Moscou, 2025 – L’étau se resserre autour de YouTube en Russie.
La plateforme vidéo, jadis espace de liberté d’expression et d’information alternative, se vide peu à peu de ses utilisateurs russes. Les données de Google, alarmantes, montrent une chute vertigineuse du trafic, de l’ordre de 66% par rapport à l’année précédente. Derrière ce coup de frein brutal, la stratégie du Kremlin visant à asphyxier l’accès à YouTube et à rediriger les internautes vers des plateformes sous contrôle étatique, comme RuTube ou VKontakte.
Depuis 2024, le gouvernement russe a progressivement intensifié ses efforts pour « ralentir » YouTube, passant d’une simple baisse de débit à un blocage quasi-total. Officiellement, Moscou accuse Google de ne pas coopérer avec les autorités et de diffuser des contenus « illégaux ». Une accusation fermement démentie par la firme américaine qui pointe du doigt les manipulations techniques du Kremlin pour perturber l’accès à la plateforme.
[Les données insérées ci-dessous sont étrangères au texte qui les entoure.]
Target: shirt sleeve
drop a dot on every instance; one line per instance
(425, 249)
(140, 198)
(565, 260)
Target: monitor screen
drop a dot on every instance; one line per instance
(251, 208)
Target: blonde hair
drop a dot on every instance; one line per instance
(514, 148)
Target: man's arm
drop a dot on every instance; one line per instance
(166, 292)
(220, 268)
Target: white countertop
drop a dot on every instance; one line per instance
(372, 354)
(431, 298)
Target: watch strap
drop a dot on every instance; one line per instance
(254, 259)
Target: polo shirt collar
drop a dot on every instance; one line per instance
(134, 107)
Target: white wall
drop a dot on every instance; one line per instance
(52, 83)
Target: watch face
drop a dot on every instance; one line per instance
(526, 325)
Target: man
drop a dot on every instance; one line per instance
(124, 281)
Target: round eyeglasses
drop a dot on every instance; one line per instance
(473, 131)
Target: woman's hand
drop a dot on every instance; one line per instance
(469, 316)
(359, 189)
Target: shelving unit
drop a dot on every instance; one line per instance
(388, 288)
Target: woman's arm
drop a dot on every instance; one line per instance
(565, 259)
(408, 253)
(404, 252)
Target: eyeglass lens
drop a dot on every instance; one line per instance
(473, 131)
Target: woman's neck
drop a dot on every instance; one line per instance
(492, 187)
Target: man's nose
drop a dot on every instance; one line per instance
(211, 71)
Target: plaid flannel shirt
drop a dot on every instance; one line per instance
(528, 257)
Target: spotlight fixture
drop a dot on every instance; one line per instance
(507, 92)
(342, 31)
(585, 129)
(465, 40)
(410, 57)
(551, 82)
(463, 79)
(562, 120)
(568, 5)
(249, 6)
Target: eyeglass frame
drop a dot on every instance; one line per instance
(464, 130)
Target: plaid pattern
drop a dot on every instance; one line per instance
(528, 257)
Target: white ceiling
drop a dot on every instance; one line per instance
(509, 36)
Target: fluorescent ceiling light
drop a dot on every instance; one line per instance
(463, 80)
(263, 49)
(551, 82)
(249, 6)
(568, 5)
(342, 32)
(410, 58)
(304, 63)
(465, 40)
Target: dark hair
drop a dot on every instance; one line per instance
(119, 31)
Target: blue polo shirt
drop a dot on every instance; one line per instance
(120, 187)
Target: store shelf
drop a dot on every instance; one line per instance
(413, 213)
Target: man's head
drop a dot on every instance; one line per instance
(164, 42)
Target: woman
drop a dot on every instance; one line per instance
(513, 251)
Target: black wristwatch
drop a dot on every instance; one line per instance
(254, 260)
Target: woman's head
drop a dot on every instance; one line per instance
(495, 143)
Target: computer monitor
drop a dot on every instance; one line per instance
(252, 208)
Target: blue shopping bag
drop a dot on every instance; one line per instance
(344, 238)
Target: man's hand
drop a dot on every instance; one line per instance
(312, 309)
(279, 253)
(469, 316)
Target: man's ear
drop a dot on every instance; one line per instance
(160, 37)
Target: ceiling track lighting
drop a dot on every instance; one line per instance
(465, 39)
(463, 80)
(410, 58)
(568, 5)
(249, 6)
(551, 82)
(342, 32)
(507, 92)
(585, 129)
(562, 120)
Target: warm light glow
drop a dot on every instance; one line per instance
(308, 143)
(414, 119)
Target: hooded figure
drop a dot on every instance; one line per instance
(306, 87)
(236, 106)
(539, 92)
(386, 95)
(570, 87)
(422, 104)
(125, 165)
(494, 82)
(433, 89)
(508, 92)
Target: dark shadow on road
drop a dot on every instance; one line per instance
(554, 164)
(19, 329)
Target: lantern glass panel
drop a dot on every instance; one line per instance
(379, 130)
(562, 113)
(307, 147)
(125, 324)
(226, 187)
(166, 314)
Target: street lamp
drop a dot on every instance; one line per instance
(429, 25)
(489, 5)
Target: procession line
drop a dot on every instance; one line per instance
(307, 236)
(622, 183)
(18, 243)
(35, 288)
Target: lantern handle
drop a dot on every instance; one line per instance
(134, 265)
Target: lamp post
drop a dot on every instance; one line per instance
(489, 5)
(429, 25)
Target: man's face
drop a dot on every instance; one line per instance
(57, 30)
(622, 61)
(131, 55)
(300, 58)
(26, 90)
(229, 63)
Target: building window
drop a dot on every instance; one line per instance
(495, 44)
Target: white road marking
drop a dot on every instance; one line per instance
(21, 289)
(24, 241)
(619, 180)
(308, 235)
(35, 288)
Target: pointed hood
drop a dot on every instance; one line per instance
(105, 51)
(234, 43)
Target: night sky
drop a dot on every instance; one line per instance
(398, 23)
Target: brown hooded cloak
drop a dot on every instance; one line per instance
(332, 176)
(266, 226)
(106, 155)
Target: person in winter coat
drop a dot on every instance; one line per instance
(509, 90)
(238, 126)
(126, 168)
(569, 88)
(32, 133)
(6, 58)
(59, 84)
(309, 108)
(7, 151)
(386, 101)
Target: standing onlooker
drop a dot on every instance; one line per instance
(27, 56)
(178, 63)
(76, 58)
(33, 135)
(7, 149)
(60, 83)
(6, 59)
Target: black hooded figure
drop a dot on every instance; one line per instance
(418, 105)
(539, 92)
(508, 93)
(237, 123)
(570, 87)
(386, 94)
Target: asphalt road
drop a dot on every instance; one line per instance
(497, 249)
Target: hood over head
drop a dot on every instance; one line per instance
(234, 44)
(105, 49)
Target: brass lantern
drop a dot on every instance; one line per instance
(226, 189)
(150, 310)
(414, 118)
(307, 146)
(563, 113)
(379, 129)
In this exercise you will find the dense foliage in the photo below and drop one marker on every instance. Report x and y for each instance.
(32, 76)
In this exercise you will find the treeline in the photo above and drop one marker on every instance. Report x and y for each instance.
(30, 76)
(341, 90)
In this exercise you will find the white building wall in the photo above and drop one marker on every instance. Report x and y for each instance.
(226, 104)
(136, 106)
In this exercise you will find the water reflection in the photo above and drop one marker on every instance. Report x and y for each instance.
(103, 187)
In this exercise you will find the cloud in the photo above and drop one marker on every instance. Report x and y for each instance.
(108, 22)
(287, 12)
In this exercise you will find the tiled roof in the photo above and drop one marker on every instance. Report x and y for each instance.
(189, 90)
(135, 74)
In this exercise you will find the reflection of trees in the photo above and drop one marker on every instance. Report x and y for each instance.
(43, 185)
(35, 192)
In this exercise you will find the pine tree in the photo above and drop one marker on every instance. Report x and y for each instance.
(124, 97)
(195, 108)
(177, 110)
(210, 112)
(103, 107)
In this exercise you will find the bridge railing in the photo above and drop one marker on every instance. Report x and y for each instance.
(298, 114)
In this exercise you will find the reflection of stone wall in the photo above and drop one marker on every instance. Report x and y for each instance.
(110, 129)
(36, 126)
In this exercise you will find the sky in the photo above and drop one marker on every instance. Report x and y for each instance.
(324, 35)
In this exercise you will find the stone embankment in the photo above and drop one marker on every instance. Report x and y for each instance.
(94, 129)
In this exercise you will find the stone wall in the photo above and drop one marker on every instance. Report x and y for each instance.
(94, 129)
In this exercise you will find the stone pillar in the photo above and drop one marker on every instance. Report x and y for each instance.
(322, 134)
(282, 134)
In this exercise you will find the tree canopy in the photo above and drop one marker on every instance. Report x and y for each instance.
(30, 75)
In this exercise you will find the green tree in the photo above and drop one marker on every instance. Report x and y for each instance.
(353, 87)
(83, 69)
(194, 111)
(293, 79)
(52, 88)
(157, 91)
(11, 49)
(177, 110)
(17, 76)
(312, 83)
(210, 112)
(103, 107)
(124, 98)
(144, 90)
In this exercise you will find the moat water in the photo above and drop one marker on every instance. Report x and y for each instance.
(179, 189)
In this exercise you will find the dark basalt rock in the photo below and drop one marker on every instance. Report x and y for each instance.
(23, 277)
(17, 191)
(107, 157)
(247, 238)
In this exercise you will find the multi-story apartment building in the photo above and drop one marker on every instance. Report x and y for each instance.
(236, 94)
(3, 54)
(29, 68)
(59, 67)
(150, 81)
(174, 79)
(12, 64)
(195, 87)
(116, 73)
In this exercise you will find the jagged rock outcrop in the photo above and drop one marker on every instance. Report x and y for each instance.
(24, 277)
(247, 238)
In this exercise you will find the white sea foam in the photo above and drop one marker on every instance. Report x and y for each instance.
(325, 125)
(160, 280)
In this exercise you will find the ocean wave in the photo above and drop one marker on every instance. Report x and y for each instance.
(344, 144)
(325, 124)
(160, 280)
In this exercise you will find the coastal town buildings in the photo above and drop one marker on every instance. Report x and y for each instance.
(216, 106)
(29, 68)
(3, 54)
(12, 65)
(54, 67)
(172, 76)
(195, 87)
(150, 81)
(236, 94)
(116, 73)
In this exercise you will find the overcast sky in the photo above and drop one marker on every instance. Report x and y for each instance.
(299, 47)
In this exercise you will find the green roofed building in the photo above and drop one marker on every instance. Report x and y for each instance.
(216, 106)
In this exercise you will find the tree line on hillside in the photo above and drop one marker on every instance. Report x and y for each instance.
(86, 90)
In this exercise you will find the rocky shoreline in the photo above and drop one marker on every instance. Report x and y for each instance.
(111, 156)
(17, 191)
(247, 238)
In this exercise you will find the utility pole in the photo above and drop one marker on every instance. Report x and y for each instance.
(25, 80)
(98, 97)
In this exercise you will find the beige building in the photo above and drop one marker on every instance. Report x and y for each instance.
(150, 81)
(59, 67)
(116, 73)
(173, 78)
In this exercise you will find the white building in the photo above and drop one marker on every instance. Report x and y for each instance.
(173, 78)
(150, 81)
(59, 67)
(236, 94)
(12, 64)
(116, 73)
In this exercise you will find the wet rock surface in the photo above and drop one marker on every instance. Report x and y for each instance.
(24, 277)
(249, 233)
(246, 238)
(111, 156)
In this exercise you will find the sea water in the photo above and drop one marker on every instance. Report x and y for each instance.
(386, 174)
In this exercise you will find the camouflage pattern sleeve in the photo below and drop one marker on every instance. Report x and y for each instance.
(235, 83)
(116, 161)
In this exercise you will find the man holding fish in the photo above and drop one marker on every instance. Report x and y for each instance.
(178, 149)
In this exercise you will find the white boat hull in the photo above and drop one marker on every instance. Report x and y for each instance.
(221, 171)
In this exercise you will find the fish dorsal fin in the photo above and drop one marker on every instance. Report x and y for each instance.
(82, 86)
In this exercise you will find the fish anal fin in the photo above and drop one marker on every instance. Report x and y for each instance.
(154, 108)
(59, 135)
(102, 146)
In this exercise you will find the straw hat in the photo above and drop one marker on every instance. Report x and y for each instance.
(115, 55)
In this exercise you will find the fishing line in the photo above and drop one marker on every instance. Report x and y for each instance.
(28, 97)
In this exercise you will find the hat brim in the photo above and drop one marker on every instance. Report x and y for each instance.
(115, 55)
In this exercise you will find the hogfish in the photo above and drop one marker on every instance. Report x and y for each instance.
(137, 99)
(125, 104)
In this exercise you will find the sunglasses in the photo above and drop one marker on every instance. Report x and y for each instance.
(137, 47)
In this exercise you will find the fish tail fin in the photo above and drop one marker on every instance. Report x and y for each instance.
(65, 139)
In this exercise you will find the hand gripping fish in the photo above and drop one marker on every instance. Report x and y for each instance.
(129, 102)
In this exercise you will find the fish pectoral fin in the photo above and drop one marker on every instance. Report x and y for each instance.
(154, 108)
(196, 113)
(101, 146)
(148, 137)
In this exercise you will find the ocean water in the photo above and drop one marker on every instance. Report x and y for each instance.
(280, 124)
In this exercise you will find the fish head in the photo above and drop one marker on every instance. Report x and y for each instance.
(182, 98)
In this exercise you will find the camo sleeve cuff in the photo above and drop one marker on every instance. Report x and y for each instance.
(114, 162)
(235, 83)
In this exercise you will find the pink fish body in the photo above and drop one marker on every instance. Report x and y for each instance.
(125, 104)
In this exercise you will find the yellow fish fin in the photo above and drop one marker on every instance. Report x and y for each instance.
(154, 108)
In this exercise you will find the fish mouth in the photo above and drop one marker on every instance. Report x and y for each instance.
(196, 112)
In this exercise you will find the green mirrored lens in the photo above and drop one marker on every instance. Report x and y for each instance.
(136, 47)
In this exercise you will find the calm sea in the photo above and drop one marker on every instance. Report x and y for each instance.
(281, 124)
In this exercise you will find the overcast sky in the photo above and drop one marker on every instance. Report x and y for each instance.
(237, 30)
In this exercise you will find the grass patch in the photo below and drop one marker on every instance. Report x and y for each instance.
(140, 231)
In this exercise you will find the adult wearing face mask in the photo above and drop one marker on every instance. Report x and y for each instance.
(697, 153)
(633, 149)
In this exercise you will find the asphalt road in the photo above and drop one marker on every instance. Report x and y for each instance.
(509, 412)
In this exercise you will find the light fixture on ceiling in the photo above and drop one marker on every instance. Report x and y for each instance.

Cette « guerre numérique » a des conséquences profondes sur l’accès à l’information en Russie. YouTube était devenu un refuge pour les voix dissidentes, les journalistes indépendants et les citoyens cherchant à s’informer en dehors des médias officiels, largement contrôlés par le pouvoir. Avec le ralentissement, puis le blocage progressif de la plateforme, c’est toute une fenêtre sur le monde qui se ferme pour les Russes.
Les experts craignent un renforcement du contrôle de l’information par l’État. La migration forcée des utilisateurs vers des plateformes comme RuTube et VKontakte, soumises à une censure stricte, permet au Kremlin de modeler le paysage médiatique et de diffuser sa propre narrative. Un scénario qui rappelle la situation en Chine où les géants américains du web sont bloqués et remplacés par des alternatives locales sous surveillance étroite.
Le cas de YouTube en Russie illustre une tendance mondiale inquiétante : la fragmentation de l’internet et la montée des « sphères numériques » nationales. De plus en plus d’États autoritaires cherchent à contrôler l’information en ligne, en érigeant des barrières numériques et en promouvant leurs propres champions technologiques. Cette balkanisation du web représente un défi majeur pour la liberté d’expression et l’accès à une information pluraliste.
Au-delà du cas YouTube, d’autres plateformes américaines, comme Facebook, Instagram et Twitter, sont également dans le viseur des autorités russes. L’avenir du web en Russie s’annonce de plus en plus cloisonné et contrôlé, avec un accès restreint aux sources d’information internationales. L’utilisation de VPN et d’autres outils de contournement est en constante augmentation, signe que les Russes cherchent à préserver leur accès à une information libre et diversifiée, malgré les efforts du Kremlin pour les en empêcher.
La pression exercée sur les grandes entreprises technologiques occidentales en Russie ne se limite pas aux questions de censure. Le Kremlin cherche également à favoriser le développement de son propre écosystème numérique, en soutenant des entreprises nationales et en imposant des règles strictes aux acteurs étrangers. L’objectif affiché est de renforcer la « souveraineté numérique » du pays, quitte à sacrifier la liberté d’information sur l’autel de ce nationalisme digital.